Согласие на обработку персональных данных с помощью сервиса «Яндекс.Метрика»

1. Я (далее – «Пользователь» или «Субъект персональных данных»), осуществляя использование сайта https://journals.rcsi.science/ (далее – «Сайт»), подтверждая свою полную дееспособность даю согласие на обработку персональных данных с использованием средств автоматизации Оператору - федеральному государственному бюджетному учреждению «Российский центр научной информации» (РЦНИ), далее – «Оператор», расположенному по адресу: 119991, г. Москва, Ленинский просп., д.32А, со следующими условиями.

2. Категории обрабатываемых данных: файлы «cookies» (куки-файлы). Файлы «cookie» – это небольшой текстовый файл, который веб-сервер может хранить в браузере Пользователя. Данные файлы веб-сервер загружает на устройство Пользователя при посещении им Сайта. При каждом следующем посещении Пользователем Сайта «cookie» файлы отправляются на Сайт Оператора. Данные файлы позволяют Сайту распознавать устройство Пользователя.
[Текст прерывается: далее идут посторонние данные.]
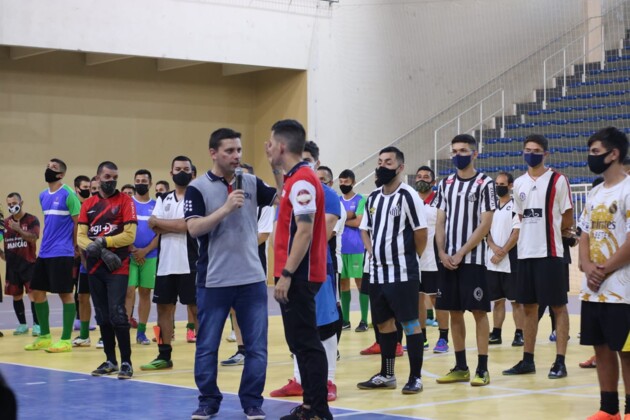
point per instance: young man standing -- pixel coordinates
(398, 228)
(53, 267)
(543, 203)
(465, 205)
(107, 227)
(604, 256)
(501, 261)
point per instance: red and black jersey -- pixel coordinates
(108, 217)
(17, 250)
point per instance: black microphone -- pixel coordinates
(238, 173)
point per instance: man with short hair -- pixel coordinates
(352, 250)
(107, 227)
(53, 267)
(20, 243)
(223, 219)
(543, 203)
(465, 202)
(177, 258)
(604, 256)
(143, 261)
(398, 228)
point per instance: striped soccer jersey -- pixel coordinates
(541, 202)
(392, 220)
(463, 201)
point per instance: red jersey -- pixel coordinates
(302, 194)
(107, 217)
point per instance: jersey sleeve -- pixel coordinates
(303, 197)
(194, 204)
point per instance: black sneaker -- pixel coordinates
(106, 368)
(521, 368)
(362, 327)
(378, 381)
(494, 339)
(126, 371)
(558, 370)
(518, 341)
(414, 386)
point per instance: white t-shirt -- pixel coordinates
(541, 235)
(606, 220)
(173, 257)
(504, 222)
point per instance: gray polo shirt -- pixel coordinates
(228, 254)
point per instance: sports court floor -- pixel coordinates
(59, 386)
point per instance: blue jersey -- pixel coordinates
(59, 208)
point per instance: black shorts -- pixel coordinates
(83, 285)
(169, 288)
(53, 275)
(605, 323)
(429, 280)
(542, 281)
(501, 285)
(463, 289)
(394, 300)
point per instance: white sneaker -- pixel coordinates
(81, 342)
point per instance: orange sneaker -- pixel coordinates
(292, 389)
(373, 349)
(332, 391)
(602, 415)
(590, 363)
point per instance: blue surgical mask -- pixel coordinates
(533, 159)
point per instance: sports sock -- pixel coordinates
(444, 334)
(85, 330)
(43, 312)
(68, 320)
(609, 402)
(388, 353)
(345, 305)
(35, 320)
(415, 352)
(18, 307)
(364, 302)
(460, 360)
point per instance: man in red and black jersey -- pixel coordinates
(107, 227)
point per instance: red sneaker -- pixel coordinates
(332, 391)
(292, 389)
(373, 349)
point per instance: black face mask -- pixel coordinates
(345, 188)
(385, 175)
(141, 189)
(596, 163)
(51, 176)
(182, 178)
(108, 187)
(502, 190)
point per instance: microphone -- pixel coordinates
(238, 173)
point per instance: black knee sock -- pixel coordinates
(609, 402)
(18, 307)
(388, 353)
(34, 312)
(415, 352)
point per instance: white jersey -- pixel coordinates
(541, 203)
(504, 221)
(606, 220)
(173, 257)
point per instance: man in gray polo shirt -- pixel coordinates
(229, 273)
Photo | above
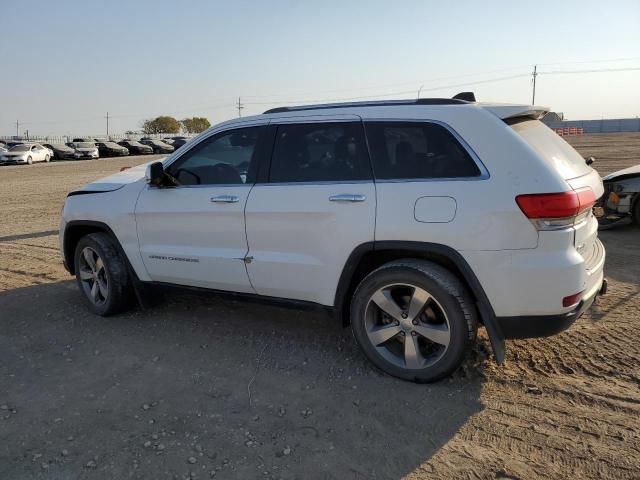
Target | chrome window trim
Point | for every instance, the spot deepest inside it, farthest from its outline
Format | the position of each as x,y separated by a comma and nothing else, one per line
178,154
320,182
484,173
211,185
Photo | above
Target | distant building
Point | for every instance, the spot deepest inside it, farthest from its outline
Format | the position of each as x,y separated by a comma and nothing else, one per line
552,117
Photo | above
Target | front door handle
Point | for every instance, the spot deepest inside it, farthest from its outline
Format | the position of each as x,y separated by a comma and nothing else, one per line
347,197
225,199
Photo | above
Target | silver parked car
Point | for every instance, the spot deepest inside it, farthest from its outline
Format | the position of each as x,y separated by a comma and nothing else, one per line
620,203
84,150
26,153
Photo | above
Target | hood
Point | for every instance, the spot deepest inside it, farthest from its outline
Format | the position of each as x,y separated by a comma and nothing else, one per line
115,181
622,174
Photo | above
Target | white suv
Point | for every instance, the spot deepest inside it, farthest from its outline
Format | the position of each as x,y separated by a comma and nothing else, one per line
412,220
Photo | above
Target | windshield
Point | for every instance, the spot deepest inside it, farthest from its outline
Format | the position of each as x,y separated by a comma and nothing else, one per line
20,148
552,148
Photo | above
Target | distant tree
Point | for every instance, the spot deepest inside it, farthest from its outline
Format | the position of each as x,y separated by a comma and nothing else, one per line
162,124
195,124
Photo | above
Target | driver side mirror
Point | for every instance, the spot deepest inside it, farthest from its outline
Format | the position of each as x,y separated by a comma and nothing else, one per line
154,174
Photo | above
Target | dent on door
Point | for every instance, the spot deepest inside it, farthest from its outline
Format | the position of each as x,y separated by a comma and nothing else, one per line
433,209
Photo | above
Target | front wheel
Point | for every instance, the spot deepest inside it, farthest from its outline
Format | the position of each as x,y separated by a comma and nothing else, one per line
414,320
636,210
102,275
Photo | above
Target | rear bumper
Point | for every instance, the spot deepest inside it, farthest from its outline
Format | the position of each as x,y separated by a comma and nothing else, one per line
547,325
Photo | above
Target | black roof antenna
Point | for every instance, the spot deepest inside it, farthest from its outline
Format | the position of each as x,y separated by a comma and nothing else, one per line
466,96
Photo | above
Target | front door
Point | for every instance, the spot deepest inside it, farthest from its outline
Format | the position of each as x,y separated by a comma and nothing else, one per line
317,205
194,233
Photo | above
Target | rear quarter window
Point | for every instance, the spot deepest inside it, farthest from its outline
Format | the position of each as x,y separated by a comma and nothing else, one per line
417,150
552,148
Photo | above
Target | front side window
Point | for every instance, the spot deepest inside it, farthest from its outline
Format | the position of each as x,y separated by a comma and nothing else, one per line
225,159
406,150
319,152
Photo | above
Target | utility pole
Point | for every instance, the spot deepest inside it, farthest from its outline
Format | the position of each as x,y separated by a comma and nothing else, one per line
240,107
534,74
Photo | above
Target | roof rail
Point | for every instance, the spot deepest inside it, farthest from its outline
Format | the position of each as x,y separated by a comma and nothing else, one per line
377,103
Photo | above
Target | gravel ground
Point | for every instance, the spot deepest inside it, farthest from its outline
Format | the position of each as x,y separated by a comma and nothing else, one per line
204,386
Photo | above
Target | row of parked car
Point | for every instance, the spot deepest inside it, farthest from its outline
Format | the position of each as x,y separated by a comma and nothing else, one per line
19,151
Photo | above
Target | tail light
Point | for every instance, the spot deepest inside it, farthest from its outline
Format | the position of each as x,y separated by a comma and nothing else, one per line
555,211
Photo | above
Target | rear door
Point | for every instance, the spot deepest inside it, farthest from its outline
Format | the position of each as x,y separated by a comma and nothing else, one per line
316,204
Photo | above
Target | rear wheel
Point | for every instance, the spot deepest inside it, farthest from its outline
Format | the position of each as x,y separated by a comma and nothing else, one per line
101,274
414,320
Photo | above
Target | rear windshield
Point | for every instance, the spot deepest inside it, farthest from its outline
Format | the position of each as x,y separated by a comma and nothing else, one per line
20,148
550,146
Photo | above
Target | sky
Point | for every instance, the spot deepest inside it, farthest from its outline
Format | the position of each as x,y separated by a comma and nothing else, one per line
66,64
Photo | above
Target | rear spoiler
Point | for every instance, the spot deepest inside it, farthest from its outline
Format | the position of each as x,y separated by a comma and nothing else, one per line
511,113
507,112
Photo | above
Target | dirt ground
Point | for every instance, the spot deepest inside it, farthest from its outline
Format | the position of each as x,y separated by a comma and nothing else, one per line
204,386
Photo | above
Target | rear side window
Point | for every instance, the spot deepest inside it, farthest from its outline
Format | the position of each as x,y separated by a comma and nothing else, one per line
319,152
405,150
552,148
224,159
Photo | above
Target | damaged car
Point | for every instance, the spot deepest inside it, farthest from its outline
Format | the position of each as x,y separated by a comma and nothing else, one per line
620,203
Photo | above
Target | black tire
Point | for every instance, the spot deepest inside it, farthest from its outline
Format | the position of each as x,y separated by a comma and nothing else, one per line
119,291
448,296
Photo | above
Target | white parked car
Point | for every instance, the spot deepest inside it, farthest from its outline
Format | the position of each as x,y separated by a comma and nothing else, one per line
413,221
26,153
84,150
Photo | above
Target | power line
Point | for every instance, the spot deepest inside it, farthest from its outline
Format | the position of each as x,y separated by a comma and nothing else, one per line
534,74
562,72
627,59
240,107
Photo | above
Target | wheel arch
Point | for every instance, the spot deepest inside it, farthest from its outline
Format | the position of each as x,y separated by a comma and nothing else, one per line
369,256
75,230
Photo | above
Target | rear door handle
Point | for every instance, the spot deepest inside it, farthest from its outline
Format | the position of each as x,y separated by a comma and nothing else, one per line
225,199
347,197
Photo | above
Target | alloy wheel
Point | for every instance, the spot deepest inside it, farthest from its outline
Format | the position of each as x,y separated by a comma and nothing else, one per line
407,326
93,276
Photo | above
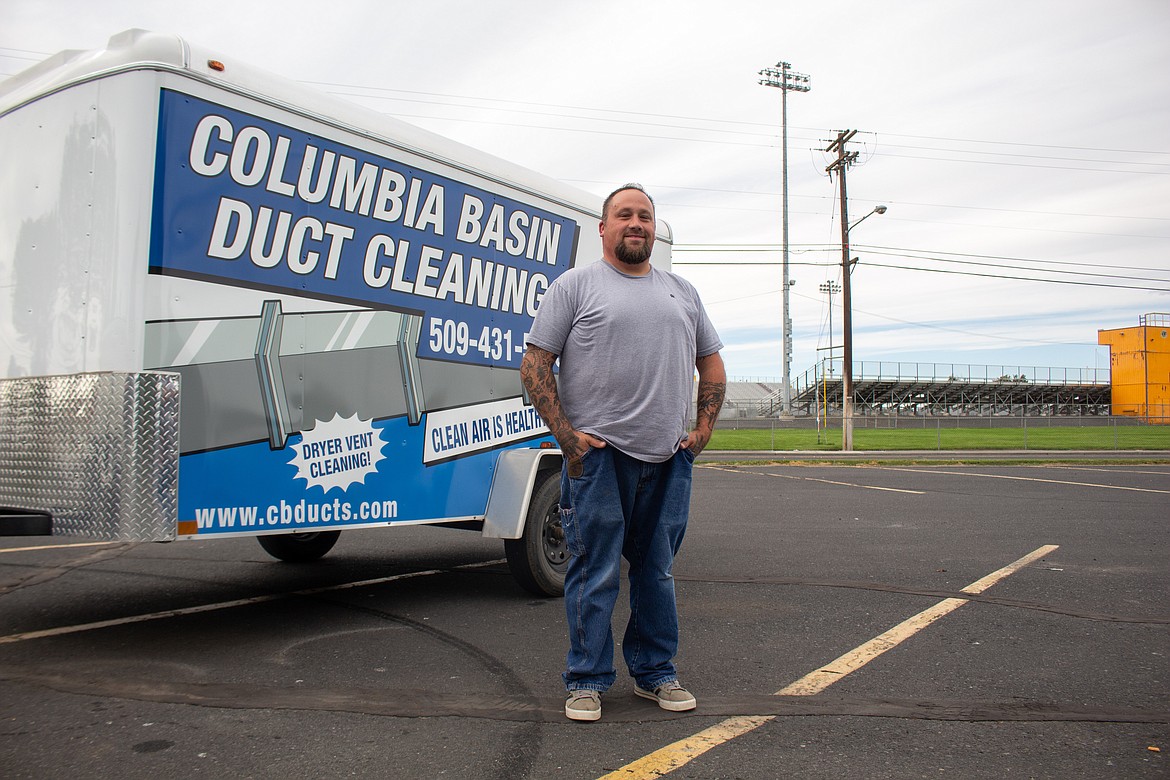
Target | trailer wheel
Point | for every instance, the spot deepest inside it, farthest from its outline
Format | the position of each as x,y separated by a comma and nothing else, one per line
298,547
538,559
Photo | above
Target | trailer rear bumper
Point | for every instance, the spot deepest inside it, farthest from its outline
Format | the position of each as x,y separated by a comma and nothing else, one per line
93,454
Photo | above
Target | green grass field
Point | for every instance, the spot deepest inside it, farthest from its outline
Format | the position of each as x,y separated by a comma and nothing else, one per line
1153,437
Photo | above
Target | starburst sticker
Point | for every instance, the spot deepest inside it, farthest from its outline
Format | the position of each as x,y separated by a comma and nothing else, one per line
338,453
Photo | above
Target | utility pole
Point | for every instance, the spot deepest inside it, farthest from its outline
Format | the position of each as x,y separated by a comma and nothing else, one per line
785,81
842,161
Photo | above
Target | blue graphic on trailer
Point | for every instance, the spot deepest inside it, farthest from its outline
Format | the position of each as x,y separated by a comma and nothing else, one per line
247,201
252,488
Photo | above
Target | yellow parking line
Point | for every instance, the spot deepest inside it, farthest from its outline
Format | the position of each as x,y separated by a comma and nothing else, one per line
674,756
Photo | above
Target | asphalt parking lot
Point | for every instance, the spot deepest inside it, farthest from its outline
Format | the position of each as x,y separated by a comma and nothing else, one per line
900,621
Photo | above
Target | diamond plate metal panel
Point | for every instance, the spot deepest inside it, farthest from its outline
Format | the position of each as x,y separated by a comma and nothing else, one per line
100,451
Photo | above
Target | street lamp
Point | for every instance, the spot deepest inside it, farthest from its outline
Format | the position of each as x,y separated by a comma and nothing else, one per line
847,329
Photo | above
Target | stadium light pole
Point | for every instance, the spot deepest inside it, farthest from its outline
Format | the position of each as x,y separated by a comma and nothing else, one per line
786,81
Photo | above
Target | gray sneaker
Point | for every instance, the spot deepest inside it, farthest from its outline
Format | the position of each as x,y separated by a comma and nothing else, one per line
583,705
670,696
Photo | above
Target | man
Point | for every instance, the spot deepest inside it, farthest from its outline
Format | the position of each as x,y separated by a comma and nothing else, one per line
630,338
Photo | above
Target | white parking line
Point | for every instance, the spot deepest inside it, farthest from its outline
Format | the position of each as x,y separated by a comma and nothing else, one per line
682,752
80,544
830,482
225,605
1010,476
Содержимое такого файла может как относиться, так и не относиться к персональным данным, в зависимости от того, содержит ли такой файл персональные данные или содержит обезличенные технические данные.

3. Цель обработки персональных данных: анализ пользовательской активности с помощью сервиса «Яндекс.Метрика».

4. Категории субъектов персональных данных: все Пользователи Сайта, которые дали согласие на обработку файлов «cookie».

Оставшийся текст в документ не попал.